高島小学校が海を越えた挑戦
佐賀県唐津市にある高島小学校では、海洋プラスチックの問題に取り組むユニークなワークショップが開催されました。このワークショップは、海岸で拾ったペットボトルキャップを使い、子どもたち自身が「高島のかたち」のキーホルダーを作るという活動です。
海ごみ回収とワークショップの始まり
6月19日に行われたこのイベントは、2週間前の6月5日の「環境の日」に実施したビーチクリーンの振り返りとして行われました。この日の清掃活動では、合計8袋のごみが回収され、その中にはペットボトルキャップや燃えるごみ、燃えないごみが含まれていました。さらに、漁具のブイや青いタンクなども見つかり、海岸にはリヤカー2台分のごみがあったことが示されています。実際の清掃の結果を子どもたちが体感することで、海洋プラスチックの現状に対する気づきが生まれました。
海を越えたプラスチックの現実
回収した77個のペットボトルキャップは、製造国ごとに分けられました。
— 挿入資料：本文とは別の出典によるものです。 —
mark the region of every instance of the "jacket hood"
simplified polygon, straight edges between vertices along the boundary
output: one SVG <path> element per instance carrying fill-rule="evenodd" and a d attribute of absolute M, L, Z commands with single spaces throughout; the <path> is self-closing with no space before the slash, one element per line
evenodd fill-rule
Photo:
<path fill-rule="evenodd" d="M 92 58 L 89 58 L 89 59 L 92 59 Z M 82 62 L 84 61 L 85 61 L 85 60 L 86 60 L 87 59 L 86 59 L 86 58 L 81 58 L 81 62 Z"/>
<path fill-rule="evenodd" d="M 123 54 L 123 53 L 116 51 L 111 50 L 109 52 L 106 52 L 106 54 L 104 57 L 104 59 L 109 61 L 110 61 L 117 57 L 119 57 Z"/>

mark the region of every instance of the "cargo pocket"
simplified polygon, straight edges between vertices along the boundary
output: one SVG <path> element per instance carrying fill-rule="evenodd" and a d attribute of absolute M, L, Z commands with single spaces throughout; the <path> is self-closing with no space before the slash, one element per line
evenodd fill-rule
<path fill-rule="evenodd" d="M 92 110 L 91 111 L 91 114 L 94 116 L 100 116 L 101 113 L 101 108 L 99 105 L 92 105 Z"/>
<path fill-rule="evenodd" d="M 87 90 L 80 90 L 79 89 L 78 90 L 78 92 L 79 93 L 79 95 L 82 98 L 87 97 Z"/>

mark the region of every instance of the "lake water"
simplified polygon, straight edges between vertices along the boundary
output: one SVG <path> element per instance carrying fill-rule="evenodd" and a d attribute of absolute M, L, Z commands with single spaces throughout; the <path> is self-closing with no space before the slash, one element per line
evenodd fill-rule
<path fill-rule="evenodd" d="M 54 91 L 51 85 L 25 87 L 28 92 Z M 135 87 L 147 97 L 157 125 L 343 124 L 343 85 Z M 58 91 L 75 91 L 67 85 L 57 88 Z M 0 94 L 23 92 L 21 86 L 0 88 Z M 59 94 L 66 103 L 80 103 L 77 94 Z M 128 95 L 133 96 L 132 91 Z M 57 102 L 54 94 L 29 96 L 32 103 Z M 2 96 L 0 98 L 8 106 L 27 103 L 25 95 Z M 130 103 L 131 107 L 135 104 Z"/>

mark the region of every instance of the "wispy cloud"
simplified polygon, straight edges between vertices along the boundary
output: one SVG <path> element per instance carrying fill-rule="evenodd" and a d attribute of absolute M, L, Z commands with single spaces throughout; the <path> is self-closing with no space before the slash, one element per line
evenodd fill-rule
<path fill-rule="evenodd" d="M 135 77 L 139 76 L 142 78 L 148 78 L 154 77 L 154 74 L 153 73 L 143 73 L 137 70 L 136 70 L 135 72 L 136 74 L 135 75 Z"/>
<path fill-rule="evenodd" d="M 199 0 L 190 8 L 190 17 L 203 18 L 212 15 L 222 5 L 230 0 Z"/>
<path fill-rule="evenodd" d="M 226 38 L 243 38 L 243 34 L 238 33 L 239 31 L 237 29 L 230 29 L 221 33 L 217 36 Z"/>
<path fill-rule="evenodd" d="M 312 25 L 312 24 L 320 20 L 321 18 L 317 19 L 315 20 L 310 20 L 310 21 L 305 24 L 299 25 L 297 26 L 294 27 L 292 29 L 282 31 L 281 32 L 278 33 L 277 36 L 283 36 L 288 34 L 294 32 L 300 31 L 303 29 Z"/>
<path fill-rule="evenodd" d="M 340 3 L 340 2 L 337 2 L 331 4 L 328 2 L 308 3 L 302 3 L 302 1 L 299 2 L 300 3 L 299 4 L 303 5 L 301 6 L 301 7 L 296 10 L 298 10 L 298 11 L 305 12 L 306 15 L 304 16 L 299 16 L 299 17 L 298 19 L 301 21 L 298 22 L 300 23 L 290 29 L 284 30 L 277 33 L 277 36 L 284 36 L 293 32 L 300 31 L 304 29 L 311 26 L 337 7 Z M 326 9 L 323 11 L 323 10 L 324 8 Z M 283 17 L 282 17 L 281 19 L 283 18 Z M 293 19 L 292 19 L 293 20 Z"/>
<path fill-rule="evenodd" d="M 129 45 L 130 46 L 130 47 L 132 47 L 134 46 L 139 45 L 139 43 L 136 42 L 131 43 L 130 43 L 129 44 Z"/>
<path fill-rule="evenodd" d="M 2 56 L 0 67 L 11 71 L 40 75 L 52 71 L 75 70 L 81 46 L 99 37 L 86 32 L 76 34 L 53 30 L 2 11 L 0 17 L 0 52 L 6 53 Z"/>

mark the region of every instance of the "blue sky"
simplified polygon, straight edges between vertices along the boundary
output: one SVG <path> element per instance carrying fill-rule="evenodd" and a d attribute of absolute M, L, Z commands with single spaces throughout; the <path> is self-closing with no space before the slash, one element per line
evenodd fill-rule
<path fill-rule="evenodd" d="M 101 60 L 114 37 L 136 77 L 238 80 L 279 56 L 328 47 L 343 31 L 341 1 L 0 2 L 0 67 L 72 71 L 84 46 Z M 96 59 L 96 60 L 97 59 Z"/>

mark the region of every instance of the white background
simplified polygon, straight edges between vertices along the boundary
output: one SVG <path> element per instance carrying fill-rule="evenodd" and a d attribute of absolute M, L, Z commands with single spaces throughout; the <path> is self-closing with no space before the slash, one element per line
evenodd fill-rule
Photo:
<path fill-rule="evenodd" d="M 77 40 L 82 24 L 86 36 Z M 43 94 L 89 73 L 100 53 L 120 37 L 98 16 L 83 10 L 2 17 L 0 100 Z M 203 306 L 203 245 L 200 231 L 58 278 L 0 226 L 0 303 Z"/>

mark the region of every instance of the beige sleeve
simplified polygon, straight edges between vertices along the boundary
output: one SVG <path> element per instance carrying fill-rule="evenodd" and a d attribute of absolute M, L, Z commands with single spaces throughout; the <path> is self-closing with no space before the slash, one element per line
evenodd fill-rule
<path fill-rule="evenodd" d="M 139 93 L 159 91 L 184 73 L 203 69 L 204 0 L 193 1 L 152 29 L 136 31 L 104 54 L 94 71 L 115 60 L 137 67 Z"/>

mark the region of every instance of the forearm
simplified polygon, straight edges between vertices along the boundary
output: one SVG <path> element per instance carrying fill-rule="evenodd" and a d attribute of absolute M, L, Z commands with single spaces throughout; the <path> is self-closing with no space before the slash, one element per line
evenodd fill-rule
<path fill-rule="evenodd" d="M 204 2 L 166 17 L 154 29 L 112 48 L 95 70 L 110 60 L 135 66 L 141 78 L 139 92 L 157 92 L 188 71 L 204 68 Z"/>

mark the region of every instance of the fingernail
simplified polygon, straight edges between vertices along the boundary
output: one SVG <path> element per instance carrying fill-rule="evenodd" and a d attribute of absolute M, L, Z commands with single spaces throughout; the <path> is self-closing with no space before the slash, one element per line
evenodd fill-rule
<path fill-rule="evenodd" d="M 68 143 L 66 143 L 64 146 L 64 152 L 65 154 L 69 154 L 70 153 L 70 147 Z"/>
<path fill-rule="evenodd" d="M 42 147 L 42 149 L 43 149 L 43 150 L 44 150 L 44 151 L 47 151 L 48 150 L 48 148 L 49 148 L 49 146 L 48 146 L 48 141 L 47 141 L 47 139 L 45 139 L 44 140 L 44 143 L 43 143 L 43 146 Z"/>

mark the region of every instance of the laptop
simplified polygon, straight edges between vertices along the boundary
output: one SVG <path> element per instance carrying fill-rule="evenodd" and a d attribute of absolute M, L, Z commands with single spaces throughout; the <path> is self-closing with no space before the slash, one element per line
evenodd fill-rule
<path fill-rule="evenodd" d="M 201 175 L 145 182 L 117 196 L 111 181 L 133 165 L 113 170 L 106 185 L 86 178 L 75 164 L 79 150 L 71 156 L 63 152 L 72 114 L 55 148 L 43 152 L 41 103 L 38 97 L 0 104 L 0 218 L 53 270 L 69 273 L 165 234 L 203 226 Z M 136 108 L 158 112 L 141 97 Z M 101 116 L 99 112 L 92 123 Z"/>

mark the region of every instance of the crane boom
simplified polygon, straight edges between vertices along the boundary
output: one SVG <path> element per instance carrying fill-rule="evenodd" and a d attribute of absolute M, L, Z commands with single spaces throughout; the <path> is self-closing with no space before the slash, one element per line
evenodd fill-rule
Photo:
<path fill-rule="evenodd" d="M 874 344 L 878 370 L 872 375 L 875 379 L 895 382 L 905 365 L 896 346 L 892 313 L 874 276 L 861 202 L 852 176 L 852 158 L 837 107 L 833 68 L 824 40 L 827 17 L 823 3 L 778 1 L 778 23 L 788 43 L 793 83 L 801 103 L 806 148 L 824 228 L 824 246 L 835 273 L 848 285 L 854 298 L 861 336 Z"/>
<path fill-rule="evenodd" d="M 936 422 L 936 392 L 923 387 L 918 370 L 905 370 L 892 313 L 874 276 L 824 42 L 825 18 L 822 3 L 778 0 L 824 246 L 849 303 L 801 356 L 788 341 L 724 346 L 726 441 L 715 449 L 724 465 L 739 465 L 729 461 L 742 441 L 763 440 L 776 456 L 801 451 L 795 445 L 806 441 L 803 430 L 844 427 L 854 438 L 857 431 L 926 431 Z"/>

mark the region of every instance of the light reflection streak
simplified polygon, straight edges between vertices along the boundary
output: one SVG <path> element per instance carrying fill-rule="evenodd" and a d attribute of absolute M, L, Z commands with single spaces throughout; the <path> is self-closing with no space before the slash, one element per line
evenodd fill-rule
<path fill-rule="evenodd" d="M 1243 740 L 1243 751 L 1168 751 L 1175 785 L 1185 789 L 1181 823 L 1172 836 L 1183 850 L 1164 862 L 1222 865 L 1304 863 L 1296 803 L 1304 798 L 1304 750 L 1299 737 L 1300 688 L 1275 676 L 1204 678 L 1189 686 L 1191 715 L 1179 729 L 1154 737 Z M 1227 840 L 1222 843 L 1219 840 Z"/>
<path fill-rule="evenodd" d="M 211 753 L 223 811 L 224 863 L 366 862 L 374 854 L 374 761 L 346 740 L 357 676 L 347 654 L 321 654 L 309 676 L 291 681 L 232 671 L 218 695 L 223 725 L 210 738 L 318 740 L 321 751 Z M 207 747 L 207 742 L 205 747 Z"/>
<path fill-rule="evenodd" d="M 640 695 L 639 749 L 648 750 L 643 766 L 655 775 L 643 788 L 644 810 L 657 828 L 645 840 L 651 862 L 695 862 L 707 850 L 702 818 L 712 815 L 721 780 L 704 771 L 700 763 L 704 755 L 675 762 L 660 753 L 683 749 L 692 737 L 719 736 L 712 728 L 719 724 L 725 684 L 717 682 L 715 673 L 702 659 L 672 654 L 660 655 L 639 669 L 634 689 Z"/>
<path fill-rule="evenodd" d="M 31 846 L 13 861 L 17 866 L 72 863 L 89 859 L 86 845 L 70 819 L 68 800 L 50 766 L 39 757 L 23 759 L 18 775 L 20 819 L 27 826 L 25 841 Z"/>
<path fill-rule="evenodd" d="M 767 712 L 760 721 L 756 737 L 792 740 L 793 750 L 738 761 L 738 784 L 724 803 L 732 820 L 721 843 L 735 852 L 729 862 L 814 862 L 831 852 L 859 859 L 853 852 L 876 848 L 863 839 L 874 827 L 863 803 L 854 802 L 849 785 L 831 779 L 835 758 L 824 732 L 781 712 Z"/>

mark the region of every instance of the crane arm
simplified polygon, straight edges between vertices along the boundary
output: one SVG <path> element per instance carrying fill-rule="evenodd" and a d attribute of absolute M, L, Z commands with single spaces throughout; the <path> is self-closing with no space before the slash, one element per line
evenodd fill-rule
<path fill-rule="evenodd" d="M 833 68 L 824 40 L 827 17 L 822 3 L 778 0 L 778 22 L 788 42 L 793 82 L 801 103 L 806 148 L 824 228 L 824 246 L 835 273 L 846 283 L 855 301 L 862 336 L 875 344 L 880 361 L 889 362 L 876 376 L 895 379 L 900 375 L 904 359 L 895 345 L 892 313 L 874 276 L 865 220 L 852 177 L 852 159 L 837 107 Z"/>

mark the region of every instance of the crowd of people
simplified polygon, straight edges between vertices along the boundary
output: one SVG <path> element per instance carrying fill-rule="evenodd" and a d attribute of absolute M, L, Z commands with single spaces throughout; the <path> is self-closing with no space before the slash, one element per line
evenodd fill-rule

調査の結果、日本からは45個、韓国からは13個、中国からは9個、その他が10個ということがわかり、子どもたちは「こんなに遠くから来ている」ことに驚いた様子でした。この活動を通じて、海洋プラスチックがどのようにして生じているかを学びました。
アップサイクルの過程で生まれる作品
ワークショップの中で、子どもたちは選んだキャップを使って「高島のかたち」のキーホルダーを作りました。また、家庭から持参した使用済みのプラスチックキャップも活用し、新たな製品へと生まれ変わる「アップサイクル」を実践しました。加えて、ペットボトルキャップから作ったビーズを使ったブレスレットづくりにも挑戦し、自分自身や家族へのプレゼントとして作品を仕上げました。
知識を家庭に持ち帰る大切な時間
ワークショップの最後には、先生からのメッセージがありました。子どもたちは、今日の学びを家庭に持ち帰り、両親と話しながら環境についての意識を広めることが期待されています。この小さな伝え合いが、子どもたち自身の生活にも影響を与えていくことでしょう。
プラスチックに対する理解を深める
プラスチック自体は悪者ではないと高島小学校の関係者は言います。問題となるのは、環境に漏れ出ることです。子どもたちがプラスチックのリサイクルや削減方法を考え、行動することが大切であり、それを通じて少しずつでもプラスチックの使用を減らすことが、このプロジェクトの目指す姿です。
未来に向けた大切な一歩
この高島プロジェクトは、子どもたちに環境への責任感を育むことを目的としています。彼らの学びや経験が、将来的に持続可能な社会を築くための一助となることを願います。今後も高島小学校ではこのような取り組みを続け、地域全体で環境問題に対する意識と行動を促進していきます。